Research into the Grafenberg area, or g spot as it has come to be known, languished until the 1970's when researchers started correlating stimulation of the g spot with a resultant different type of orgasm - the vaginal orgasm. G spot orgasms are typically accompanied with vaginal and uterine contractions, whereas clitoral orgasms tend to be accompanied by only vaginal contractions. Sometimes, the g spot orgasm was accompanied by the expulsion of fluid at the point of orgasm - female ejaculation. In all cases, the researchers said that women who experienced a g spot orgasm described it as very powerful and much more protracted than a clitoral orgasm whether it was accompanied by female ejaculation or not.
The g spot is located about three or four inches inside the vagina on the front side of the vagina. Imagine lying on your back with your partner inserting their fingers inside your vagina and pressing them towards your navel. They should find your g spot just above the patch of rough tissue inside the vagina. It's thimble sized and should start to swell as it's massaged. It needs firm pressure, as it's sometimes hard to find.
If you're having trouble finding your g spot, consider trying a g spot massager. They can produce very intense g spot sensations. Some women report that stimulation of the g spot is often also accompanied by strong feelings of a need to urinate. This usually disappears quickly and feelings of pleasure should replace it with continued massaging. You'll know when you find it. Experiment with how best to stimulate your g spot but remember that firm pressure is required. G spot toys can help in many instances.
Serious study into female ejaculation has only occurred recently. Some ancient cultures depicted what seems to be female ejaculation in their artworks, but despite some historical evidence documenting female ejaculation in the past, medicine has in the main attributed the expulsion of fluids by females to "poor bladder control" or "urinary incontinence". Others thought that the expulsion of fluid was the result of excess vaginal secretions. Research in the last few decades has shown both these suggestions to be incorrect and that in fact nearly half of all women can experience ejaculation either through self stimulation or sexual activity with a partner. To the women that ejaculated, it was all a mystery. Whilst female ejaculation was generally thought to occur at the time of orgasm, it can in fact occur in the lead up to orgasm as well. In fact, female ejaculation can occur at any time during sexual arousal.

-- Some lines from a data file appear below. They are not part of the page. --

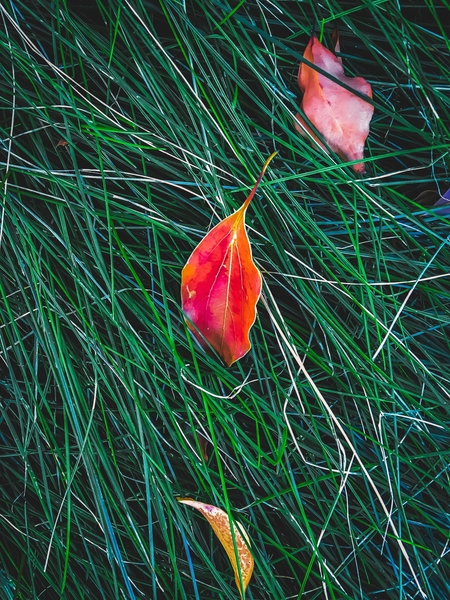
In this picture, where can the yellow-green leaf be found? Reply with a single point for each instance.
(219, 521)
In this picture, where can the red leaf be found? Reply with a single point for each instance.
(220, 286)
(341, 117)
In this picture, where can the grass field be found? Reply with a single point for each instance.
(130, 128)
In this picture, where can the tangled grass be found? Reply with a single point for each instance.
(128, 129)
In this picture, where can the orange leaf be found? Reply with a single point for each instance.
(219, 521)
(341, 117)
(220, 286)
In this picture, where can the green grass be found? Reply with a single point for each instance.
(330, 440)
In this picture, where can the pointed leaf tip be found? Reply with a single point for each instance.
(341, 117)
(221, 285)
(220, 523)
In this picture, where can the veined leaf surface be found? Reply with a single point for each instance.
(220, 286)
(340, 116)
(219, 521)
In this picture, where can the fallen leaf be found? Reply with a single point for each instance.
(340, 117)
(219, 521)
(220, 286)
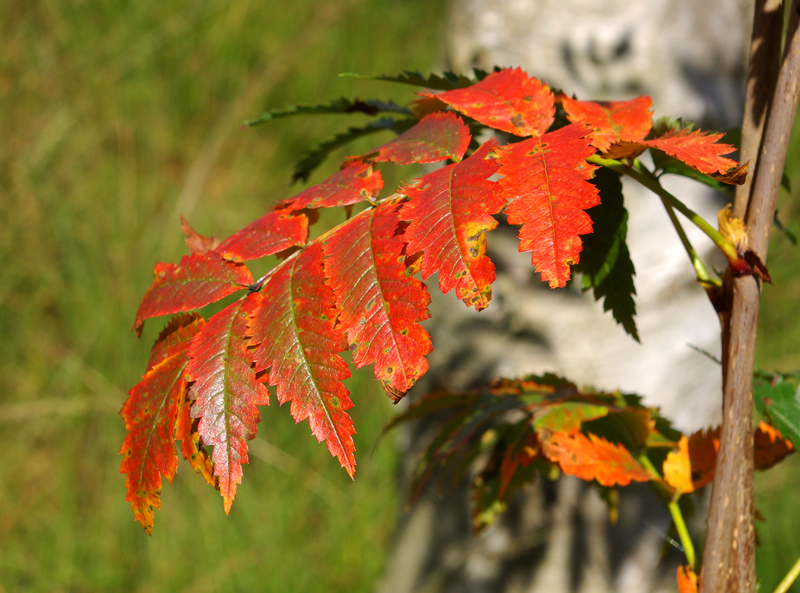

While female ejaculation is the common expression, ejaculation is perhaps the wrong word for it. While some women report a "gushing" or "squirting", others say the liquid is expelled with little force, in fact some called it a "dribble". Amounts can vary; anything from a few drops to a cupful can be the result. Tales of "gushing female orgasms" are probably a little off the mark but there is no doubt that some women ejaculate both copiously and with great force.
When female ejaculation occurs, the consensus is that it comes from the urethra and not the vagina. As we learnt previously, the g spot surrounds the urethra and is composed of tissue very similar to the male prostate gland. Researchers say it is this paraurethral tissue that produces the ejaculate. Consequently, the description of the g spot as the female prostate is probably not that far off the truth!
The ejaculate itself is surprisingly similar to male ejaculatory fluid. It is this fluid in men that carries the sperm and together make up the male ejaculate - semen. There is some agreement on the make up of female ejaculate. A liquid very similar to male prostate fluid is certainly in evidence in female ejaculate but there is often a significant quantity of other fluid - either from the bladder or urethra as well. It seems that both the quantity of ejaculate differs between women as does the make-up of the ejaculate. After repeated tests, one thing is certain, it is definitely not urine.